Key to the world wide application of these ideas is the development of a acceleration of the dissemination of current best practices. This might include the creation of a global network of innovation centers in which the key values of the green movement would be ingrained in the students participating in this entrepreneurship program. While a Christian school in the USA is one model for such a program in the USA where students work to pay for their tuition (School of the Ozarks), there are not many expamples where such programs are being applied to the dissimenation of green technologies.
A Vision of a Reformulating Arcosanti
Inspired by Paolo Soleri's work in creating Arcosanti, but turned off by his increasing fixation on large scale, monolithic models I still see something relevant to the core idea of Arcology. What I see before any larger scale urban city models are deployed is really to learn how to do what we do now at the level of 60 people much better at Arcosanti. Human scale considerations important in relation to the density and sizing of a project. Another important consideration to larger scale models is to test out their success at a smaller prototype scale because you need to be able to achieve a certain level of success at the immediate level before you propose more ambitious projects.
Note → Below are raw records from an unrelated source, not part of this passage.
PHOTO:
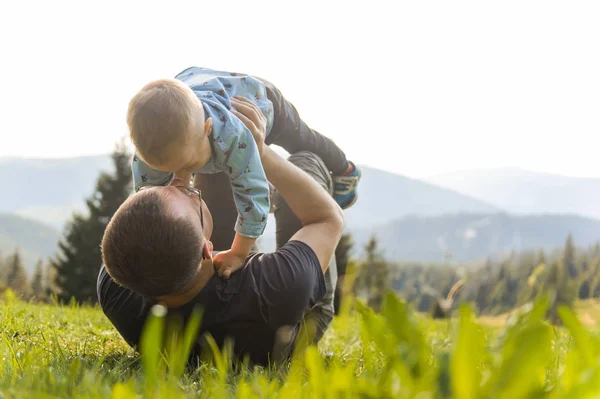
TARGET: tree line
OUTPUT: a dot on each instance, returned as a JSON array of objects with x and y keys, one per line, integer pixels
[{"x": 493, "y": 287}]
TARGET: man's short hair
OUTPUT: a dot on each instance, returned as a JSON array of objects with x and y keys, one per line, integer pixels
[
  {"x": 148, "y": 250},
  {"x": 159, "y": 115}
]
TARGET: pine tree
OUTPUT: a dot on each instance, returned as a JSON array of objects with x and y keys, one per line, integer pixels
[
  {"x": 342, "y": 255},
  {"x": 2, "y": 273},
  {"x": 374, "y": 275},
  {"x": 569, "y": 257},
  {"x": 16, "y": 278},
  {"x": 37, "y": 282},
  {"x": 80, "y": 258}
]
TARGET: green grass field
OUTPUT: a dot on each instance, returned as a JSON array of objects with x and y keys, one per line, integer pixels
[{"x": 51, "y": 351}]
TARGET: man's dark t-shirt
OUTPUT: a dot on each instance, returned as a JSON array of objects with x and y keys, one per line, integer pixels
[{"x": 273, "y": 290}]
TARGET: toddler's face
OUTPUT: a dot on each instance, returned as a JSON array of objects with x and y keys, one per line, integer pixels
[{"x": 191, "y": 152}]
So fitting with Soleri’s idea of Reformulation would include a base human population living and working close to the production, research and office facilities of the Sustainable Business Incubation Center. This would also include consideration of cultural events and also outreach services such as convention center for green conferences with a complete set of services for the greening of conference events.
Students would learn about social/green entrepreneurship in the following areas:
Hands on learning in select fields of interest - students would be encouraged to develop their own matrix of interests and then do research and applied learning to develop a rich tapestry of experiences during their studies which will help in the application of their knowledge and innovation skills to the field.
Team/Community Building and Collective IQ - what we are learning is that collective IQ is very important to the success of our networks. What this means is that how we work together is as important (or more important) as defining ourselves as excelling in competitive skills. Emotional IQ and learning how to adapt to challenges through persuasion is more important that our ability to perform IQ tests or our mastery raw data and information/statistics on tests and quizzes.
Holistic Thinking - Think like an ecosystem as John Todd says so that we can optimize built environments and production systems to harness waste flows and transform them into resource flows.
The center would be designed to focus on core technologies of sustainable and appropriate tech and do research on minimizing the ecofootprint of the community and economy sustaining that community, while developing economically viable models that could be scaled out and applied elsewhere in other regions of the world. So it would be a truly global approach in which participants would share and leverage regional and national advantages of their respective regions to help in building the collective IQ of the consortium at the global level and addressing weaknesses and building capacity in other regions from their successes.